第49話 モネの企み

モネがマキの元へ向かっていたのは、シロが菜々の家で話し合いをしていた時だった。

モネはマキの家に行き、シロがいないことを確認するとモネは持って来た睡眠薬入りのお茶を差し出した。

それを受け取ると、マキは何も気にする事なく飲み始めた。

数分間、モネと話し込んでいると突如眠気に襲われマキはそのまま眠りについてしまった。

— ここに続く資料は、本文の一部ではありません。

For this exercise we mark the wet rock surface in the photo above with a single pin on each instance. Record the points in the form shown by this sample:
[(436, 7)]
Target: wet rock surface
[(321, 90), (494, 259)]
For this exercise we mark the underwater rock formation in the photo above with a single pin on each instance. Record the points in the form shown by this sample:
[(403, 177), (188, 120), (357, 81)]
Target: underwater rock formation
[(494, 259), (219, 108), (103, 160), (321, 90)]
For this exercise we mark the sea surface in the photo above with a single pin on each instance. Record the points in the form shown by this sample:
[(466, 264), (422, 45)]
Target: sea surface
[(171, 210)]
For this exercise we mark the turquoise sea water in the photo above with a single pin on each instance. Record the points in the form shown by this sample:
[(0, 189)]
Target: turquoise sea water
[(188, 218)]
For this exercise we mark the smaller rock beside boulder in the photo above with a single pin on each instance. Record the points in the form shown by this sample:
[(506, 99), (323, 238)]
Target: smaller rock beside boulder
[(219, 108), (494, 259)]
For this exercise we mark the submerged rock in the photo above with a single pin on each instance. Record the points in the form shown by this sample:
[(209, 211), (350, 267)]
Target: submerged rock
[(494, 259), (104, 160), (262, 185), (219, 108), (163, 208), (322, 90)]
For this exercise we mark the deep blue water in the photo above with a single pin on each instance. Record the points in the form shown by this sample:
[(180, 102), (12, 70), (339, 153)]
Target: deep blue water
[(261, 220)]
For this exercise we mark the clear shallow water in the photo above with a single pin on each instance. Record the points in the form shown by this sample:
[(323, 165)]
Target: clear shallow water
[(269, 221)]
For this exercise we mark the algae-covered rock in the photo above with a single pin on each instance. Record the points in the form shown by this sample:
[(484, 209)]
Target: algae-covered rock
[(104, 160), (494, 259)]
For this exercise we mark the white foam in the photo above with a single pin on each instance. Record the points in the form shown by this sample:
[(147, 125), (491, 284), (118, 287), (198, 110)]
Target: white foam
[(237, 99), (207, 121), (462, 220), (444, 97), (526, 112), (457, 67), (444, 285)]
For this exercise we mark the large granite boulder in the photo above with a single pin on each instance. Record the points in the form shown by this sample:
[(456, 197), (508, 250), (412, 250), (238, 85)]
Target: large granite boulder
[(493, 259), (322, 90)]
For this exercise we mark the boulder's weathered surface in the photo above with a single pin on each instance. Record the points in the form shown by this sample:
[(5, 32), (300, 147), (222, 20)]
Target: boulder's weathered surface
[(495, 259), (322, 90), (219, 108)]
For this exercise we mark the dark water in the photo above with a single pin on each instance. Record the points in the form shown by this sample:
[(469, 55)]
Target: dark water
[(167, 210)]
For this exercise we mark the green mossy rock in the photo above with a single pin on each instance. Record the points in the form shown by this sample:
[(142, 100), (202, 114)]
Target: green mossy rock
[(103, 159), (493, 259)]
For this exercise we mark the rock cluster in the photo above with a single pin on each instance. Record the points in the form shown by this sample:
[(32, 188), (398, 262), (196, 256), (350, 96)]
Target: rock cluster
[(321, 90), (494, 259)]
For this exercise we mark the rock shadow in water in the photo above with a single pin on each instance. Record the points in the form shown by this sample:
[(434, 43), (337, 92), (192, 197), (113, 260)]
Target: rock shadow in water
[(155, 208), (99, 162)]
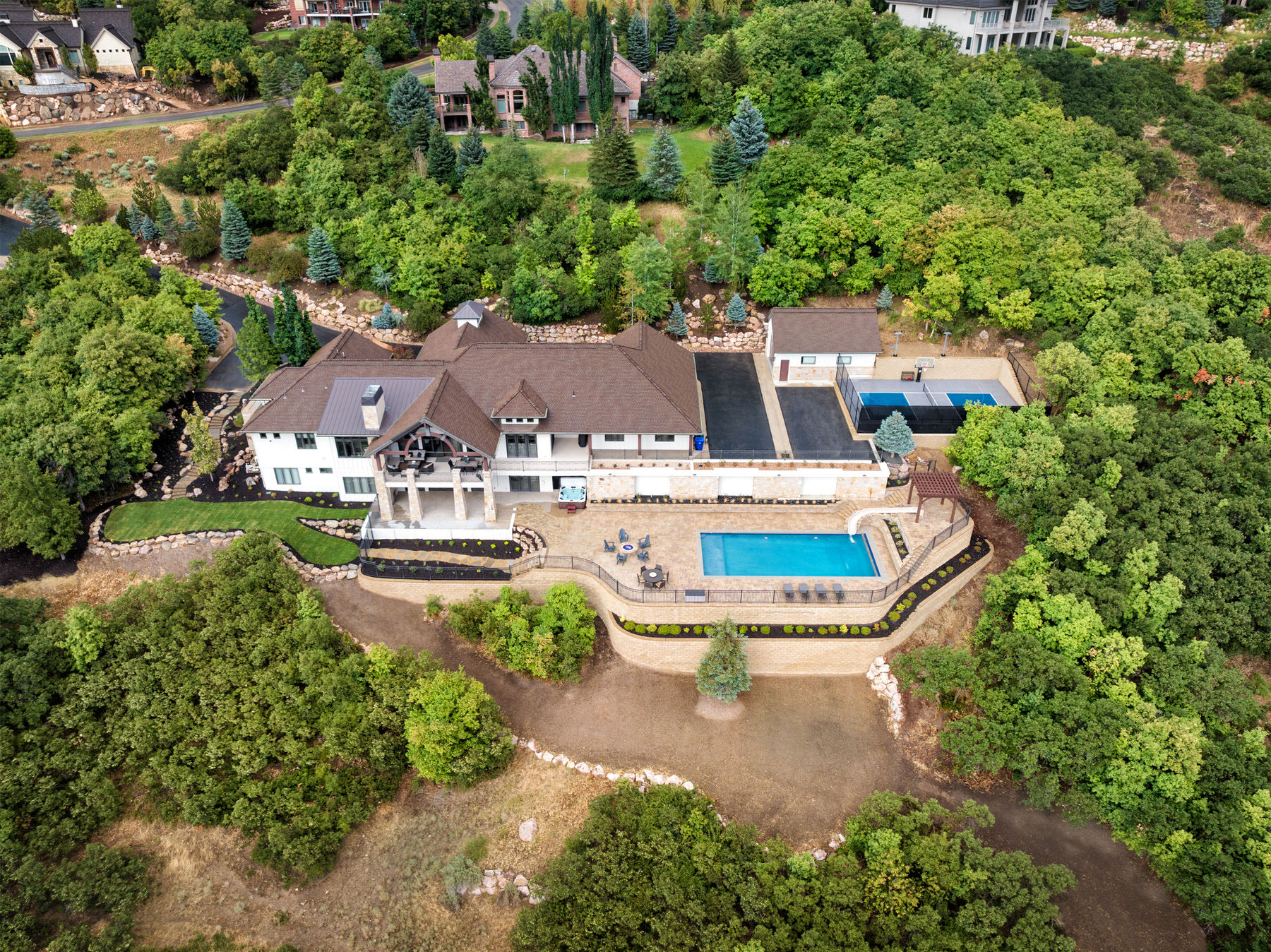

モネはそれを確認すると、裏で待機させていたスーツの男達を呼び、マキを運ばせた。

その時偶然シロに姿を見られてしまい、モネは急いで車を発進させた。

そんなモネ達が向かっている場所は街から遠く離れた山の中にある一軒家だ。

そこには一人の白衣を着た老人とスーツを着たガタイのいい男が立っていた。


「お爺様、こんにちは」

「おぉ、モネか。よく来たのぅ」

「早速なんだけど、この子を連れて来たわ」

「おぉ!よくぞ連れ戻して来てくれた!外は寒かったろう、中に入るといい」


おじいさんの誘いに乗り、モネ達は家の中に入る。

家の中は散らかってはいたが、部屋の至る所にトロフィーや賞状が飾られている。

おじいさんからお茶を出されたタイミングで、モネは話を始めた。


「あのね、お願いなんだけど私、その子が欲しいの」

「あぁ、それなら構わんぞ。実験さえ終わってしまえば儂はどうでもいいからのぅ」

「え、ほんとに?やった!でも、これから何をするの?」

「今からこの子の記憶を全て抜き取るのじゃ」

「そんなことできるの!?」

「あぁ、できるとも。この装置を使えばな」


そう言いながらおじいさんは隣の部屋を開けた。

するとそこには大きな機械と繋がっているヘルメット、そして全身の拘束用具がついた椅子が置いてある。

もはやこれは普通の椅子ではない。


「これってもしかして」

「あぁ、あやつらの作っていたものの完成版じゃ」

「ついに完成したのね!!」

「これがあれば誰の記憶でも取り放題、入れ替え放題じゃ」

「まさに最高の機械だわ!!」

「その第一被験者がマキくんというわけだよ」

「とっても光栄ね!」

「あぁ、その通り。そして君達も新たなる時代の目撃者となるのじゃ!それではゆくぞ!」


その時、ドアを叩く音が聞こえた。

作業を一旦中断し、ボディーガードに確認をしてもらったのだが、ドサっと鈍い音がしたので慌てて玄関に戻ると、そこにはスタンガンを持ちながら立っている菜々の姿があった。その後ろからはシロが現れた。